Eldritch Tales, I already know and play Whitebox stuff. White Star was the basis for my Navigator RPG sci fi game. Eldritch Tales is, in my opinion, the best Whitebox game ever produced. Writing the solo rules was pretty easy because I already knew the rules, I was into the flow of the mythos element and it was just a case of putting it together in a coherent way. The cornerstone is using Feat rolls as the central mechanic.
Call of Cthulhu. This was interesting and I approached it with some trepidation. The thing is that there are already popular solo rules for CoC. The Solo Investigators Handbook is a heavy weight 95 page PDF full of tables for everything. What I wanted to do is offer something different, cater for a different audience. My solo rules, are virtually tableless. I do provide them as a back up, some people like tables, but you don’t need them. In their place it uses elements on the character sheet, real world influences and techniques like word association. Any player will be able to come up with more options than even the biggest random table, and that is what I am relying on.
This summer I have been investigating using more cards for controlling outside influences. This has been inspired by one of the grandfathers of solo play Donald Featherstone in his solo wargaming book, circa 1973. He used a combination of d6s, individual cards to present elements in play and decks of cards. He influence was the game of Monopoly and he saw the Chance cards as a solo oracle.
I have updated his bits of card and empty matchboxes, making them post-it notes. I don’t think d10s and d12s were in common circulation in rural Scotland in 1970. Today you don’t even need the dice, an app will roll them for you. The d12 is a much under used dice. It rolls nicely, has plenty of options and no bell curve, but that is beside the point.
Today, we have more options than those pioneers of solo play, and solo play has never been more popular.

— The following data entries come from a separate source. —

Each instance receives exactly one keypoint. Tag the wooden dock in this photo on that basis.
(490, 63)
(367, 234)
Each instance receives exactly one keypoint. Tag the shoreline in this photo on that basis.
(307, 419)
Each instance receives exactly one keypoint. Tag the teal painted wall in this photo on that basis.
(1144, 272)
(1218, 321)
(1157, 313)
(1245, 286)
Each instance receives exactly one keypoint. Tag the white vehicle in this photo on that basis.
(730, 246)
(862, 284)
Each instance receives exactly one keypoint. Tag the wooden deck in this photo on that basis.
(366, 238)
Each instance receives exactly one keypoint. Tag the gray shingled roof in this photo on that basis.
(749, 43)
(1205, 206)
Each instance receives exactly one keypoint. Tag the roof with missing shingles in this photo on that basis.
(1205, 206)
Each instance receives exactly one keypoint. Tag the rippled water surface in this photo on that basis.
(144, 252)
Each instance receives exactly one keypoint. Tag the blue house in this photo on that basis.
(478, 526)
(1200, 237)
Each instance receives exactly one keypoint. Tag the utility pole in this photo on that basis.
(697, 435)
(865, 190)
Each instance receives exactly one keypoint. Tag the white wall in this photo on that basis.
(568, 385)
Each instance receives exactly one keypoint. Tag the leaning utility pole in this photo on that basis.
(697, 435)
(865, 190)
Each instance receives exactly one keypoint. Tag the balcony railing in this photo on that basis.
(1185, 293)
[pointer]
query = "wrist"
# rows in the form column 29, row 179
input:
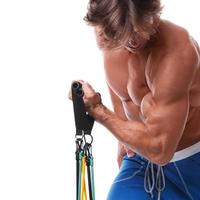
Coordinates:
column 99, row 112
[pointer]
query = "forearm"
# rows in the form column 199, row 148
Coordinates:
column 133, row 134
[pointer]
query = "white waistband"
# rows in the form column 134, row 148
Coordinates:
column 187, row 152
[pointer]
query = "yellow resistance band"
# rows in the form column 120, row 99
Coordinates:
column 83, row 184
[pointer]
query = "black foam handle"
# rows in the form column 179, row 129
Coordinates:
column 83, row 121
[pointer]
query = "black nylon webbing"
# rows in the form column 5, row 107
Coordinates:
column 83, row 121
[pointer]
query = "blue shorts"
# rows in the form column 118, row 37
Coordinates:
column 139, row 179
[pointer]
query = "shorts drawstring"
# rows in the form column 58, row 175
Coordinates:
column 151, row 182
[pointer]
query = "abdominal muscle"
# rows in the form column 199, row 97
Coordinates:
column 191, row 134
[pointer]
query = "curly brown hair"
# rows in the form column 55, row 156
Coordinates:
column 122, row 22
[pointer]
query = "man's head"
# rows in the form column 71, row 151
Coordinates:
column 123, row 23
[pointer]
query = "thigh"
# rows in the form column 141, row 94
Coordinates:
column 119, row 191
column 129, row 183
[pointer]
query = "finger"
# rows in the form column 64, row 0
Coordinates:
column 88, row 90
column 70, row 95
column 119, row 161
column 130, row 153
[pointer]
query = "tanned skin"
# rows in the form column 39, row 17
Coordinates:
column 156, row 103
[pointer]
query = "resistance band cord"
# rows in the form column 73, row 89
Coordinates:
column 84, row 159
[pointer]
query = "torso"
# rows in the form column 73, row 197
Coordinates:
column 130, row 77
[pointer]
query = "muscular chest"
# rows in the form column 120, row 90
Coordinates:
column 130, row 79
column 132, row 84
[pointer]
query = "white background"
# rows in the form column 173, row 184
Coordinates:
column 44, row 45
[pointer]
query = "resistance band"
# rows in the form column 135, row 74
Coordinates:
column 84, row 124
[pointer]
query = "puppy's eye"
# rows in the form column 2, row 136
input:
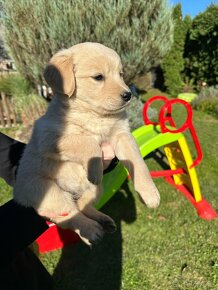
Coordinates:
column 99, row 77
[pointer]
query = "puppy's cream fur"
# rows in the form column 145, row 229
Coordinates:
column 61, row 169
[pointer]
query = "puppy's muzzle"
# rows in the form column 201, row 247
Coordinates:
column 126, row 96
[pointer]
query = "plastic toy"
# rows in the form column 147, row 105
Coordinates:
column 182, row 174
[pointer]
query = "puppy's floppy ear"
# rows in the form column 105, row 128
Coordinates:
column 59, row 73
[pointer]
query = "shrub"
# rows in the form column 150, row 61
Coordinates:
column 201, row 47
column 173, row 63
column 27, row 105
column 140, row 31
column 207, row 101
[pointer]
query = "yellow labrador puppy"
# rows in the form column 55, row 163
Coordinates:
column 61, row 170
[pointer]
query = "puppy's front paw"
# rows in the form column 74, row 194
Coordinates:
column 149, row 195
column 108, row 224
column 95, row 170
column 91, row 234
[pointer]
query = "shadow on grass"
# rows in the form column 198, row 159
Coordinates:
column 100, row 267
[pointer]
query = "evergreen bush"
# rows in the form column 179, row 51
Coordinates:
column 202, row 47
column 140, row 31
column 173, row 63
column 207, row 101
column 27, row 105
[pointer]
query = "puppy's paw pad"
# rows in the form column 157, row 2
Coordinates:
column 92, row 234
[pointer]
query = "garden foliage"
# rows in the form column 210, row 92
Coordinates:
column 202, row 47
column 207, row 101
column 173, row 63
column 140, row 31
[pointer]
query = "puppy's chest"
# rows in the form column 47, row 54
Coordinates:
column 100, row 129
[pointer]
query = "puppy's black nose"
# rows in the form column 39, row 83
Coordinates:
column 126, row 96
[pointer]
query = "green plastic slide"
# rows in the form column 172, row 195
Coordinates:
column 148, row 138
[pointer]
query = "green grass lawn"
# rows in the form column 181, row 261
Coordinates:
column 166, row 248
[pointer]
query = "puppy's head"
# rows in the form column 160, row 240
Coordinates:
column 92, row 73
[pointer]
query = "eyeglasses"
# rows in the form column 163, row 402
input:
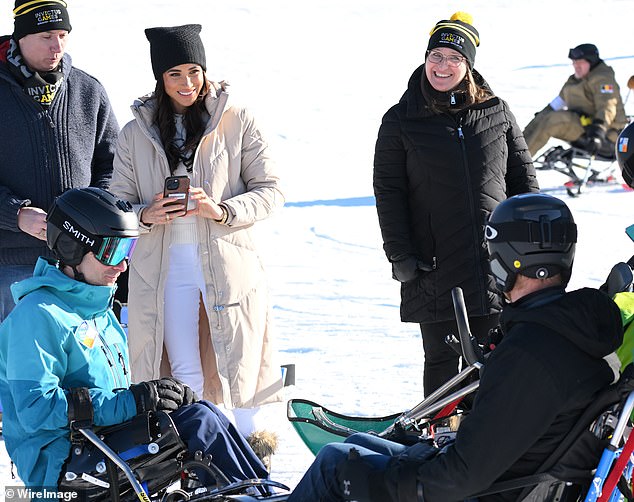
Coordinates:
column 114, row 250
column 438, row 57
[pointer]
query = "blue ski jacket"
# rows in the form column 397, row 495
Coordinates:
column 62, row 334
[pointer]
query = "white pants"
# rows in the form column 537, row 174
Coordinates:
column 183, row 287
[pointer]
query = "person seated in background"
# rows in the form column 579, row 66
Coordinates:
column 64, row 356
column 588, row 112
column 556, row 356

Where the cards come into play is not with questions and answers, they play with your characters fate. Things that are outside your control. We don’t want to play in worlds where nothing moves or changes unless you are there to provoke the change. That is a static world. We want worlds where events can pick us up and sweep us along, especially if we have taken too long to solve the case or thwart the villains.
Tales From The Loop has this kind of mechanism built in. every location or scene has a retribution countdown element to it. By design it is there to guide the GM in how the forces at play will react to the kids investigations and meddling. My solo rules I am playing hook into these and make them part of the solo system. If you start messing with mad scientists someone may well go straight to jail, not pass go and not collect $200. But that is the chance you take.